Floridians are watching nervously as the oil slick in the Gulf drifts toward the state’s pristine beaches and rich fishing waters. The spill has made “Floridians more aware than ever how dependent we are on coastal industries,” said Susan MacManus, a professor at the University of South Florida.
“He’s holding discussions with our legislative leadership to propose a constitutional ban on offshore drilling,” said Sterling Ivey, a spokesman for the governor’s office. “He would like to have the voters of Florida decide whether they want drilling off the coasts of Florida.”
Rubio said government’s focus should be on stopping the leak in the Gulf, not on passing a ban.
“Calling for an emergency special session to constitutionally ban something that is already prohibited by state law is nothing more than an election-year stunt,” he said in a statement.
Meanwhile, Rep. Kendrick Meek (D-Fla.) signed on to a letter from Florida’s congressional Democrats pushing Crist to call a special session.
“For Florida, it may yet mean full or partial destruction of the world’s third largest coral reef in the Florida Keys and a devastating hit to Florida’s beaches and tourism-driven economy,” the lawmakers wrote. “Governor, you have the authority to call the Legislature back to Tallahassee. We urge you to do so.”
A spokesman for real estate mogul Jeff Greene, who’s challenging Meek for the Democratic Senate nod, said he “100 percent supports calling a special session to ban” offshore drilling.
Florida already has a ban on offshore drilling in place, but observers say anything less than a state constitutional amendment could one day be overturned by state lawmakers.
The proposed amendment can move through the Legislature with a majority. It would then be placed on the state’s November ballot, where it would require a 60 percent vote to pass.
Ivey said the Republican leadership in the state Senate has expressed willingness to return to Tallahassee for a special session but those on the House side are reluctant. The GOP controls both chambers.
Ivey said Crist is working to convince the state House leadership to support the constitutional ban and return for a special session to pass it.
“The leadership in the Florida House is not interested in coming back to Tallahassee to support the issue,” Ivey said. The governor could summon them back, but Ivey said he’s reluctant to do that without the guarantee they’d work to pass the ban. “If they’re not going to pass the amendment, it may not be best to bring them back not to do any work,” Ivey said.
It could also be a political liability for Crist, who already has alienated Republicans by dropping out of the GOP Senate primary and launching an Independent bid.

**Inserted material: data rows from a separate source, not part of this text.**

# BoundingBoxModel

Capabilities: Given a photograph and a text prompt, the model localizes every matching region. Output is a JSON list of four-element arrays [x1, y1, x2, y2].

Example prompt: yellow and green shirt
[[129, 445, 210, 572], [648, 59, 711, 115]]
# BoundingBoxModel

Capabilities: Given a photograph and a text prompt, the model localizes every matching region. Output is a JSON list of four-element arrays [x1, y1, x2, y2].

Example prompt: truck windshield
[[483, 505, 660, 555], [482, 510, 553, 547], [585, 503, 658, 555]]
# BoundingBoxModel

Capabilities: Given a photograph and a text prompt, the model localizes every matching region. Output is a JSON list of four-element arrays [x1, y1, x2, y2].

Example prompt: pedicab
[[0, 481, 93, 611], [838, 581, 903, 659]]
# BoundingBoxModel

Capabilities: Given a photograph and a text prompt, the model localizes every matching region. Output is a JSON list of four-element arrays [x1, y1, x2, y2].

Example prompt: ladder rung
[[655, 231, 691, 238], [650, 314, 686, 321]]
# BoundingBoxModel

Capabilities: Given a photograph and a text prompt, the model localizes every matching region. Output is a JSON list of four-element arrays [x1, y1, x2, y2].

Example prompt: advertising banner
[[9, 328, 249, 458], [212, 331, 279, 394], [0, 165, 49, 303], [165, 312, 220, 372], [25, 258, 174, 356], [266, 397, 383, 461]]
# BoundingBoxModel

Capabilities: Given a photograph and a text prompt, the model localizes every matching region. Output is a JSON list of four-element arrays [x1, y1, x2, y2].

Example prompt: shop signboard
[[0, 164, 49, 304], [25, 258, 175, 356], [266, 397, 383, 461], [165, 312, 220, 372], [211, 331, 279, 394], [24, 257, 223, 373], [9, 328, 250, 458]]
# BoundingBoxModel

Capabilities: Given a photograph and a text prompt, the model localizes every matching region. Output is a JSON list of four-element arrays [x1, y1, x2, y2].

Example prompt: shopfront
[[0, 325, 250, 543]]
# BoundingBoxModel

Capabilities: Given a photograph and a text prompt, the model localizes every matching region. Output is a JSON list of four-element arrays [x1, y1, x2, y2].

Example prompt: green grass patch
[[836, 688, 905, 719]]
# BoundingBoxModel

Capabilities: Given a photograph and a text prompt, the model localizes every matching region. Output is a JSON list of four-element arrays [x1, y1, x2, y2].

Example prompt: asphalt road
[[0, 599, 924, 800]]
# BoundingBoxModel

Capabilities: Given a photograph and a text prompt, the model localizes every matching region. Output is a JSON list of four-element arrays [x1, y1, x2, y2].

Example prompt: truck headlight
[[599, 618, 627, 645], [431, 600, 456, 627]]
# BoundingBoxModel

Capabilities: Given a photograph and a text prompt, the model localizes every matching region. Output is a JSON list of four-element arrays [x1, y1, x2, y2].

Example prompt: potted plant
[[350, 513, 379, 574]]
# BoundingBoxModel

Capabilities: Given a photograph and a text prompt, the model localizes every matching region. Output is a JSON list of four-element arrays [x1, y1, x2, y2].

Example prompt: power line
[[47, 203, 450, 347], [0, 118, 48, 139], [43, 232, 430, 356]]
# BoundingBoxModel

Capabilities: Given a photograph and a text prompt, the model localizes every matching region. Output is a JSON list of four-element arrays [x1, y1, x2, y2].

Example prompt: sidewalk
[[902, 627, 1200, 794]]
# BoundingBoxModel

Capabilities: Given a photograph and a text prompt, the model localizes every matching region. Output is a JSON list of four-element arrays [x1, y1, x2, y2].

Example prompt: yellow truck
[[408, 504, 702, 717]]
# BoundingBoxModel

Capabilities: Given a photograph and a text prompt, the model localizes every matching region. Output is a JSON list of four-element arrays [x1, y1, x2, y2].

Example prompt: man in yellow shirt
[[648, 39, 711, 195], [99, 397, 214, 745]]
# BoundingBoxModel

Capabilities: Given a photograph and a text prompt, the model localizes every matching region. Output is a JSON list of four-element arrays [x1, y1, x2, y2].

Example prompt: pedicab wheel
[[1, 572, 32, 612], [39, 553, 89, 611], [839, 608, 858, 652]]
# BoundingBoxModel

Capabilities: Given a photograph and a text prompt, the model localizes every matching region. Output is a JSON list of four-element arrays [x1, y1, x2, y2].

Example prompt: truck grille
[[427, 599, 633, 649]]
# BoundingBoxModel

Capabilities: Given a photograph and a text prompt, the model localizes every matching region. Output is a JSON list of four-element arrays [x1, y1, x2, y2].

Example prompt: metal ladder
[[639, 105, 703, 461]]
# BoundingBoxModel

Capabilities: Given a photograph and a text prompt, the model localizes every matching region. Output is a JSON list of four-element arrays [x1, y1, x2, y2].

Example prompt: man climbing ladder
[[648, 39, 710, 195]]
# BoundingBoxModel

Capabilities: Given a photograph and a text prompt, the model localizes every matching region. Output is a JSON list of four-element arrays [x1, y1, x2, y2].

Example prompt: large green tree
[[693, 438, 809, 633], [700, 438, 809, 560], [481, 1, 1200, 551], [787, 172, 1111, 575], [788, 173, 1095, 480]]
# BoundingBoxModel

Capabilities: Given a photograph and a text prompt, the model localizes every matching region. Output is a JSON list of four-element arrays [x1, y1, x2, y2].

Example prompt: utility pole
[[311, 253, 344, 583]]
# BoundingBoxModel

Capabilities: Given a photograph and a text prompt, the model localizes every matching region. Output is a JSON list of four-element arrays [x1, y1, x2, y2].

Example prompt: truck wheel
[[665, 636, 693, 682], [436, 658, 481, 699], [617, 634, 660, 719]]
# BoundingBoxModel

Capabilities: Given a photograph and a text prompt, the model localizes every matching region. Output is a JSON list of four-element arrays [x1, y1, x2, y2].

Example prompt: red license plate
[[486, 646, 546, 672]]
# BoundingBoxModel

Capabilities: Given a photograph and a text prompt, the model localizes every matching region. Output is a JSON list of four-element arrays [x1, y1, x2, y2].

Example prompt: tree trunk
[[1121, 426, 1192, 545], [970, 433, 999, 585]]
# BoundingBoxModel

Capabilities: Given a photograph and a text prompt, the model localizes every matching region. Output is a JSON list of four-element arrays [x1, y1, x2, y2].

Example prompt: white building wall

Sources told The Hill that state House lawmakers’ patience with Crist is running short. They were already frustrated by Crist’s veto of an education bill last month and would be enraged by a summons to the capitol. Part of their frustration is that under Florida statute, lawmakers seeking state-level office can’t raise campaign money while the Legislature is in session. But that provision doesn’t apply to candidates for federal office, so Crist could still raise money while the lawmakers worked through what’s expected to be a special session that could last between four days and two weeks.
If the ban amendment does end up on the ballot, it could become a central issue of the campaign, forcing the candidates to stake out firm positions on the question. Moreover, if the oil reaches Florida’s beaches, “it would be one more huge pocketbook issue,” said MacManus.
Already, she added, “people are canceling hotel reservations, fishermen are freaking out.”
State tourism officials told The Associated Press that Panhandle-area businesses — those closest to the spill — have suffered a roughly 30 percent drop and that hotels in the Florida Keys have started to see a decrease in new bookings.
But there are also some risks with pushing for a permanent ban — the public’s mood could be different by November.
“Suppose gas prices by then are really, really high,” MacManus said. That would make a drilling ban unpopular. “There’s that uncertainty,” she noted.